As the Supreme Court explained:
In [PSEA], the [PSEA] sought an injunction to prevent the release of the home addresses of public school employees under the [Right-to-Know Law, Act of February 14, 2008, P.L. 6, 65 P.S. §§67.101-67.3104]. After exploring the right to privacy under the Pennsylvania Constitution, this Court concluded that our organic charter protects a person's address and other personal information from disclosure by the government unless the public interest in dissemination outweighs the privacy interest. After weighing what we deemed to be the strong privacy interests in protecting home addresses from disclosure against the negligible public benefit in disclosure, the Court found the balancing of these interests precluded disclosure of the employees' home address.Markham II, 190 A.3d at 1190.

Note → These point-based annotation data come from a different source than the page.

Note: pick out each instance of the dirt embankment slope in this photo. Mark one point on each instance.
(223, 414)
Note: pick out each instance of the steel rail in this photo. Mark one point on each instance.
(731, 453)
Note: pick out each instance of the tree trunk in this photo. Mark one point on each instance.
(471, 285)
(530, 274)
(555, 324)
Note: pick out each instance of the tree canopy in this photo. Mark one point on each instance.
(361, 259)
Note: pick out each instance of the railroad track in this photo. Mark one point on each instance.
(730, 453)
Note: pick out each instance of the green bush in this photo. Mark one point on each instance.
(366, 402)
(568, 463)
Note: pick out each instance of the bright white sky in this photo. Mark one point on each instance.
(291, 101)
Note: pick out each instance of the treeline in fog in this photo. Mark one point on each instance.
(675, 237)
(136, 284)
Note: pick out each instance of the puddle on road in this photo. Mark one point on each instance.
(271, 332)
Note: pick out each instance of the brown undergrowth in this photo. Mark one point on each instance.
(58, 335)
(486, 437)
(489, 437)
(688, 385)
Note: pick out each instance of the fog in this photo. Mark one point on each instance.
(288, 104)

Moreover, contrary to Petitioners' assertion, none of the exceptions to the mootness doctrine are present in this case. Like James C. Taylor, any current DCW could have sought to intervene to obtain the requested equitable relief in this matter or could have filed his or her own PFR to protect his or her own privacy interest under PSEA, so the privacy issue raised herein, although important, is not one that is capable of repetition yet is likely to evade judicial review.

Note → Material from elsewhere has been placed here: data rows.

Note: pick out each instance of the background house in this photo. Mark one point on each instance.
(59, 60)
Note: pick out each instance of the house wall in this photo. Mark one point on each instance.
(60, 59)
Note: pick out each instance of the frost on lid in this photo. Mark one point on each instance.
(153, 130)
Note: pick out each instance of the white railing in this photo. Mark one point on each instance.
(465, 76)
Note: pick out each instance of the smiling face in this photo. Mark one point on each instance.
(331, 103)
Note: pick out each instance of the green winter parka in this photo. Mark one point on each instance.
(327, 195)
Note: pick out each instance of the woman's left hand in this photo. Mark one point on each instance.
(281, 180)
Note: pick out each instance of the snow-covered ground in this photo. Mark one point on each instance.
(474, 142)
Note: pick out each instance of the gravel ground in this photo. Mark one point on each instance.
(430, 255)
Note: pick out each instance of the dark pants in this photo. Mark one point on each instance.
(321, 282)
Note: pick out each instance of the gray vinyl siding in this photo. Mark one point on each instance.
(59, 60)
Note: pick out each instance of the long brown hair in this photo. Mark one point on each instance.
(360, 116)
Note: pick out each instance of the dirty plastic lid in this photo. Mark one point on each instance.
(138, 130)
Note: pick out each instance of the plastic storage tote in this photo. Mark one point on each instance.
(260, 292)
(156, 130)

The Supreme Court has stated: "We have reviewed moot matters, in our discretion, when the issue presented is one of great public importance or is one that is capable of repetition yet evading review." Association of Pennsylvania State College and University Faculties v. Pennsylvania Labor Relations Board, 8 A.3d 300, 305 (Pa. 2010).
Finally, as outlined above, we may not grant the injunctive relief requiring affirmative action by the Governor and DHS. In sum, based on the change in circumstances of this matter and the applicable law, we cannot grant the declaratory or injunctive relief that has been requested in this case.
It should be noted that at the time that we filed our opinion in Markham III granting James C. Taylor's Petition to intervene in this matter, he was a current DCW subject to the disclosure requirements of Section 4 of EO 2015-05. Thus, our denial of the Application in that memorandum opinion is not inconsistent with our disposition in the instant memorandum opinion because there are no current DCWs who are a party to this action and subject to the disclosure requirements of Section 4 of EO 2015-05 at this time.
Accordingly, Respondents' ASR is granted, and Petitioners' PFR seeking declaratory and injunctive relief is dismissed.
President Judge Brobson did not participate in the decision of this case. Judge Crompton did not participate in the decision of this case.
ORDER
AND NOW, this 20 th day of October, 2021, the Application for Summary Relief filed by the above-named Respondents is GRANTED, and the Petition for Review in the Nature of a Complaint for Declaratory and Injunctive Relief is DISMISSED.